We are training with the default recommendations for a single GPU in the README for AlexNet:
python main.py -a alexnet --lr 0.01 --gpu 0 /data/datasets/imagenet/
What out-of the box accuracy should we expect when training AlexNet on ImageNet with the default PyTorch implementation?
What sort of hyperparameter changes do you recommend to duplicate Alex Krizhevsky's accuracies?
Activity
mostafaelhoushi commentedon May 9, 2022
Just quoting from this blog article:
mostafaelhoushi commentedon May 9, 2022
Maybe try those hyperparameters, and if they lead to the expected accuracy, perhaps create a pull request to update the README file accordingly?
msaroufim commentedon Jul 10, 2022
So far our tests aren't in a place where we can guarantee some model performance, the case could be made that maybe we should? But so far we don't have any such plans
mostafaelhoushi commentedon Jul 25, 2022
I came across TorchDrift https://torchdrift.org/
(It is found under PyTorch ecosystem)
It sounds like a tool that can help ensure our models accuracy specs
wangtiance commentedon Jan 11, 2023
Hello, not sure if I should open a new issue for this, but are the pretrained models trained with default hyperparameters?
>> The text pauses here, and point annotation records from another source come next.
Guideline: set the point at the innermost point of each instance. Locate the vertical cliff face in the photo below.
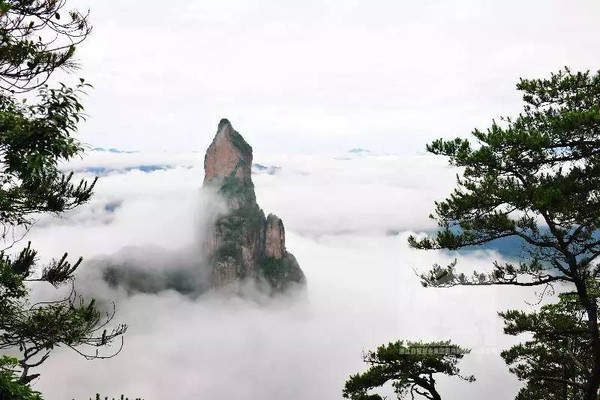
(243, 243)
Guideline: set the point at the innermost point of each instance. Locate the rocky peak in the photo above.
(228, 155)
(275, 238)
(243, 243)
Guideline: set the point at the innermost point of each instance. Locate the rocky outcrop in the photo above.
(243, 244)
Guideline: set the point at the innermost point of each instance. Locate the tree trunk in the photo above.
(591, 308)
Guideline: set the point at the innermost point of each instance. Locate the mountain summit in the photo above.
(243, 244)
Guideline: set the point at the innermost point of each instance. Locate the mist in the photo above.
(347, 218)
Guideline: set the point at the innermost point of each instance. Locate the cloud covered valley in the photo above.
(347, 218)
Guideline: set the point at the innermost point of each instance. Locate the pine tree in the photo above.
(535, 177)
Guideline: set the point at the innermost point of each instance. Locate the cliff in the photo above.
(243, 244)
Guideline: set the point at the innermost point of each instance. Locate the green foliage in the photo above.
(34, 139)
(555, 362)
(36, 38)
(535, 177)
(10, 387)
(409, 366)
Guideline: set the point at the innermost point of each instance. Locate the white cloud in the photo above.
(320, 76)
(362, 290)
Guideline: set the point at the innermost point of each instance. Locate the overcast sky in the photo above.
(316, 76)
And do all the pretrained models match the accuracies from the original papers? It seems unlikely that the default setting can achieve the best result for every model.
mostafaelhoushi commentedon Jan 11, 2023
In the past when I trained the models from scratch, I recall being able to reproduce the accuracy for almost all models.
MobileNet might have its own hyperparameters, but the remaining models should be the same .
wangtiance commentedon Jan 12, 2023
Thanks for the response! It's a good thing that one setting can work well for different models.
mostafaelhoushi commentedon Jan 12, 2023
If you check most vision CNN papers you will find they train with the same hyperparameters: SGD optimizer, 90 epochs, initial learning rate 0.1 that decreases by a tenth every 30 epochs.